- ¡Avemariapurísimaaaaa! ¿hay novedades? (preguntó la Cotilla mientras entraba en casa) - Usted sabrá... - Es una pregunta retórica, boba de Coria.
Mientras se encerraba en su habitación, Pompilio pasó como una exhalación entre mis piernas. y, como el que no quiere la cosa, exclamé: - Esos kilos que has engordado no te favorecen. - Frenó en seco: - Los Pompilios tenemos el mismo peso desde que se inventaron los calcetines, nena. - Y reanudó su carrera.
Pascualita saltó a mi hombro cuando me acerqué al aparador. En el local de la Santa Cena, ni se veía ni se oía a nadie. Llamé a los comensales: - A ver cómo os sientan esos kilos de más... - Haz caso a tu abuela y no bebas chinchón tan temprano, jodía (me despidieron con cajas destempladas)
Mi primer abuelito, subido en el espejo del aparador, me transmitió una queja de la sirena: - Dice que quiere comer orca ¡Que está muy buena! - Pero si no queda... a no ser que el señor Li tenga algo guardado.
Los pelo-algas de Pascualita se erizaron. Había encontrado un motivo para luchar por su comida y se puso a afilar la dentadura de tiburón. Con un movimiento seco de mi hombro, la mandé al fondo de la pila de lavar del comedor: - Si crees que vas a venir conmigo a la tienda de los chinos del señor Li, lo llevas claro.

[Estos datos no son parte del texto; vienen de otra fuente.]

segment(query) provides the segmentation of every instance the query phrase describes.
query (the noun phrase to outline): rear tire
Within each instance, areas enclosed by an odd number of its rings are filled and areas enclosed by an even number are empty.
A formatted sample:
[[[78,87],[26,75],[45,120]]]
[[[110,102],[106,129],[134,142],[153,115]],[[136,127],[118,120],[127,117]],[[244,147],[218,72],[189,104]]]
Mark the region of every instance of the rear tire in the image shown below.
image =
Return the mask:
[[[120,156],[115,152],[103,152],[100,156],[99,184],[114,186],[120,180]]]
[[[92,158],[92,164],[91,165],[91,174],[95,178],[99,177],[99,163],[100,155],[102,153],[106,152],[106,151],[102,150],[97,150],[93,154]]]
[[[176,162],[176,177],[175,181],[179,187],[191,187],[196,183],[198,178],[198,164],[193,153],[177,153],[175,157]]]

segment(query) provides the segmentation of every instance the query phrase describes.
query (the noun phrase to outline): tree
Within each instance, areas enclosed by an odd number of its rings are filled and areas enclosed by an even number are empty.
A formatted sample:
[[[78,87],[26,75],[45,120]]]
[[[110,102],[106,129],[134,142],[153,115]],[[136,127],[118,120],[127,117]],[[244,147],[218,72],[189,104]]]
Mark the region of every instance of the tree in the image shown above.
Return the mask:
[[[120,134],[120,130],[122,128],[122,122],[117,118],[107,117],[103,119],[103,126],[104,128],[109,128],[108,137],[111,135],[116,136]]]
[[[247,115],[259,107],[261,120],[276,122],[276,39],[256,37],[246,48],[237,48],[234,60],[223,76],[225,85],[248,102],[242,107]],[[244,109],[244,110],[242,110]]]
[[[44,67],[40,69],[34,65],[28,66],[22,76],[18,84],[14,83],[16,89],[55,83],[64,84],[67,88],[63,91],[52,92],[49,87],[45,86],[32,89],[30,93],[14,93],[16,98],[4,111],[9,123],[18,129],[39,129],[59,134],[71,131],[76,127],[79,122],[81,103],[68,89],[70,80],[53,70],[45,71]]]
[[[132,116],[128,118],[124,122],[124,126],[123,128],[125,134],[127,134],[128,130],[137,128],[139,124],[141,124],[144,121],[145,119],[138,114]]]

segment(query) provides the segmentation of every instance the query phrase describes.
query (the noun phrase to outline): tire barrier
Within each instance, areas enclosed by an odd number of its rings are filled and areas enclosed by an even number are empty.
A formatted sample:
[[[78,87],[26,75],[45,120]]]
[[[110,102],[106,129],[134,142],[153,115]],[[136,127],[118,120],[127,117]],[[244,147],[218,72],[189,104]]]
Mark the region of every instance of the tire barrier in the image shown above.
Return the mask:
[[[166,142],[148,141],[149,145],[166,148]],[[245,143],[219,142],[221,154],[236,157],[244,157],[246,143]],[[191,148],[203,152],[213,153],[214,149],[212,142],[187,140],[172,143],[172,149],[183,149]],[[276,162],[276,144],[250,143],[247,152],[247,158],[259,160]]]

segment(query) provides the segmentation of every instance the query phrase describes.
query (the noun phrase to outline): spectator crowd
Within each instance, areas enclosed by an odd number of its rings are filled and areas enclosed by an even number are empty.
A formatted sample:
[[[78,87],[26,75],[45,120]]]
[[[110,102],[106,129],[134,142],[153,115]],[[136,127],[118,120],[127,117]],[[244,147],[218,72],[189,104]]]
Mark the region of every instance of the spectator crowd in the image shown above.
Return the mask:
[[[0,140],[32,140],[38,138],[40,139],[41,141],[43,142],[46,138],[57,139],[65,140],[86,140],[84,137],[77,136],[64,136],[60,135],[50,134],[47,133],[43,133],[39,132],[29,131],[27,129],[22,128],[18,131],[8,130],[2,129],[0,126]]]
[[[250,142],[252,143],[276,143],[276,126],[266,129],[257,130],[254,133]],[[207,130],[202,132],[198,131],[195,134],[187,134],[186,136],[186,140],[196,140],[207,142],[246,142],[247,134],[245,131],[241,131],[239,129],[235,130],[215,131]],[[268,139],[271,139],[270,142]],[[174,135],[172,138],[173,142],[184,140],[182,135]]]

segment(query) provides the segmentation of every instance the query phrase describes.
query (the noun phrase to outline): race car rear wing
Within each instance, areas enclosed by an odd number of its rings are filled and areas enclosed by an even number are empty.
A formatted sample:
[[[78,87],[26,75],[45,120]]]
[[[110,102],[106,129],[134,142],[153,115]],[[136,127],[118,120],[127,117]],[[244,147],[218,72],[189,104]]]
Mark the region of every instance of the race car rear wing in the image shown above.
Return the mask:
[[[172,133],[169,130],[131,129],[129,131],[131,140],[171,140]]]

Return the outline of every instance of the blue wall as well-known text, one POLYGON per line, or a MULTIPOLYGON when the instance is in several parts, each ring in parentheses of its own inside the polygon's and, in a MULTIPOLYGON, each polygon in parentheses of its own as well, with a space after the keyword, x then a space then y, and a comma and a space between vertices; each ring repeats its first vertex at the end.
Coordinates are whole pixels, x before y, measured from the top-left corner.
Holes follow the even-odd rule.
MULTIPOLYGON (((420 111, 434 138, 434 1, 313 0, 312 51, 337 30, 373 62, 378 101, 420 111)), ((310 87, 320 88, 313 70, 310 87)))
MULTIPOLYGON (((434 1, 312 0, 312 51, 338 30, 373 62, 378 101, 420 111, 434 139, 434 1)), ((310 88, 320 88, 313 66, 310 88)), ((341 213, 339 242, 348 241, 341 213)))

Me fui corriendo antes de que la medio sardina reaccionara a mi negativa.
El señor Li parecía esperarme a la puerta de su tienda de los chinos: - ¡A ti yo quelel vel, boba de Colia! ¿Tu tenel calne de olca? ¡Yo quelel! A gambas goldas gustal mucho calne de olca. Y a mi gustal las gambas goldas.
Al volver a casa salí al balcón. El árbol de la calle dormía una de sus siestas. Golpeé el tronco y al hacerlo, un enorme eructo subió hasta su boca de madera para expandir desde allí una peste a pescado podrido que obligó a las Autoridades a poner al barrio entero en cuarentena. Al tiempo que mi grito acusador rebotaba por las paredes: ¡¡¡¿TUUUUU?!!!